The UK is currently one of the most oppressed countries to live in, just take a look at this story from 2002. Back then, we were photographed on average 300 times per day! Imagine what the stats would show for 2009?! And why do the police deem photography unlawful only when they see it so? It seems to me that there are a huge amount of double standards going on here.

I deleted a lot of ranting here for the benefit of keeping this blog on the clean side of commentary, but I can only refer to a story that I shot a few days ago on the repercussions of this disastrous government decision.

Apart from the fact that democracy as we used to know it is falling apart, there's not much to report. The Mugabe approach (see earlier posts here and here), which Gordon Brown seems to have adopted, is so much more effective than we ever imagined.


See no evil, speak no evil, hear no evil. © see here

The suspects are of course the tabloids' obvious caricature: beard-plus-Middle-Eastearn-looks, but we can now also add ANYBODY with that well known WMD - a camera - to that list.

Well done Gordon Brown!
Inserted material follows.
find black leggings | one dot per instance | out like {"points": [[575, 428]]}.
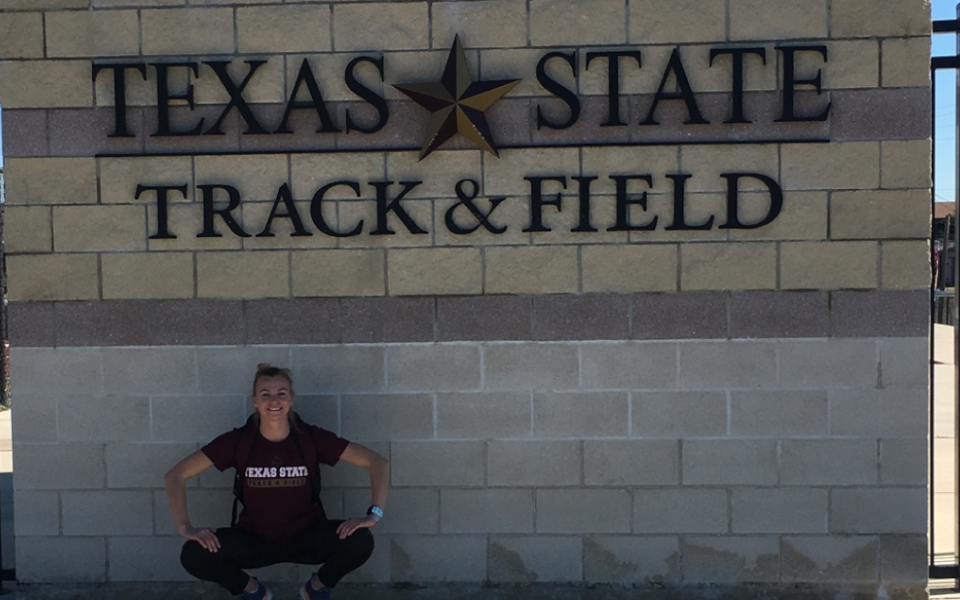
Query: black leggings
{"points": [[241, 549]]}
The democracy that you foster is second only to, well, most of the rest of the world.

Did anyone tell you, Gordon, that Guantanamo Bay is closing down forever, for the simple fact that it was all a BIG MISTAKE? Didn't anyone tell you, Gordon, that persecuting journalists is a Mugabe sport, not something that an instigator of international freedom should engage in?
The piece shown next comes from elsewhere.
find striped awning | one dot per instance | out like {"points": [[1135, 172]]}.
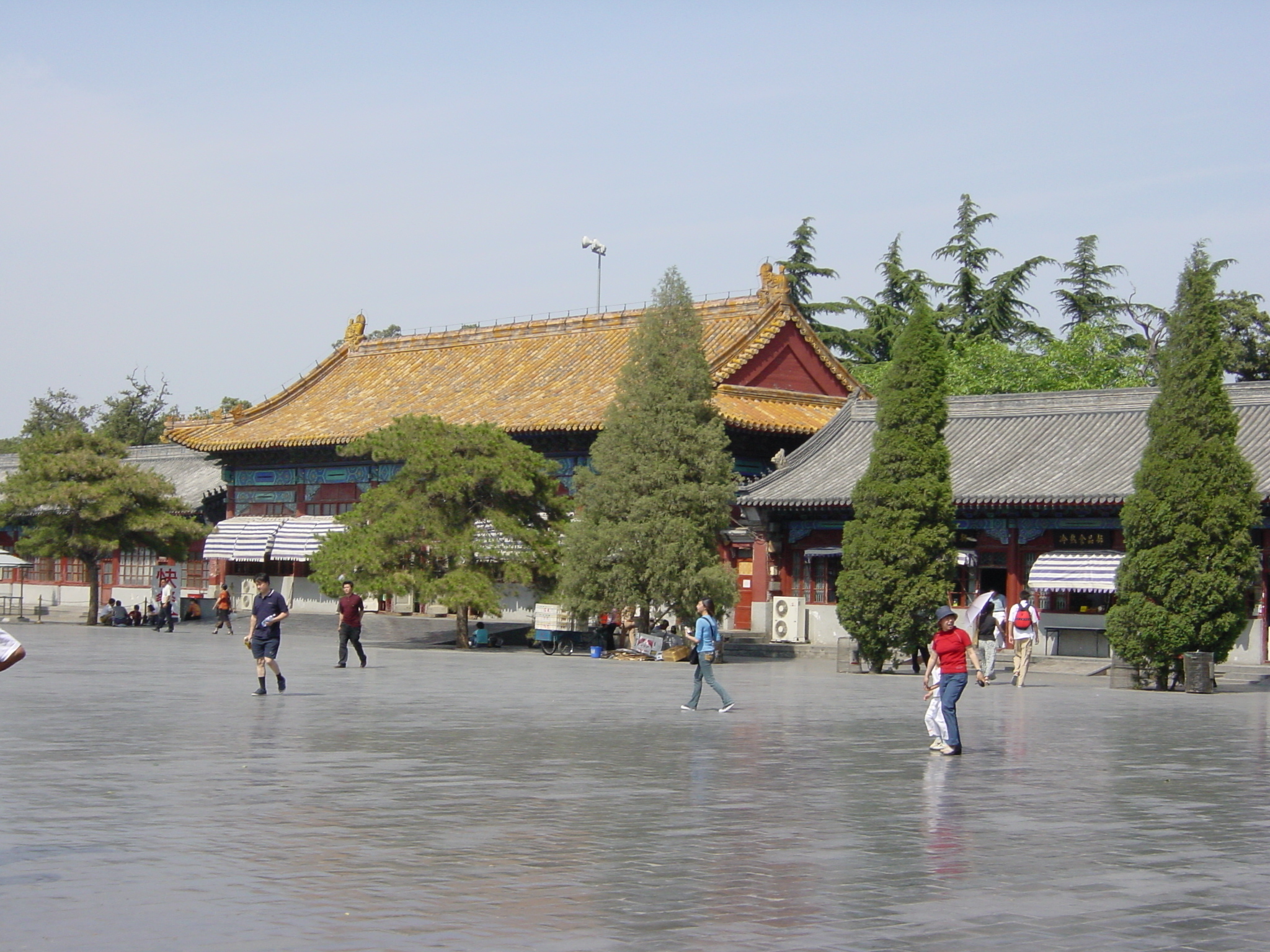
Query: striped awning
{"points": [[300, 537], [253, 539], [1075, 571], [244, 539]]}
GAZA, GAZA STRIP - JANUARY 06: (EDITOR'S NOTE: GRAPHIC CONTENT) Palestinians evacuate the dead body of a child from in the rubble of a four story house that collapsed when struck by an Israeli air strike on January. 6, 2009 in Gaza City, Gaza Strip. Israeli forces killed at least 30 people today when artillery shells targeted a United Nations run school where Gazans sheltered from fighting. Israel continues to intensify its wide-scale ground assault against the Gaza Strip ignoring mounting international calls for an immediate cease-fire. (Photo by Thair Hasani/Getty Images) © Getty Images

Did you think that the Israeli tactic to not to let any journalists into Gaza was a good move? See no evil, hear no evil, speak no evil? For a so-called Labour man you seem to have forgotten your core values a long time ago.

So why allow this stupid guilty-before-proven innocent-approach in the first place? There can only be a couple of good reasons, the first one being to get elected again by pretending to be tough on terrorists. Well...so far, not a single terrorist plot has been stopped by checking someone's camera. Secondly, it might favour the police if they can confiscate any photographic record of their own wrongdoings. Or am I just being cynical, Rodney King?

Things are looking gloomy for UK photojournalism, perhaps worse than it ever has been. We're all terrorists now, professionals and happy amateurs alike, and entirely in the hands of people that are neither elected nor properly educated on human rights.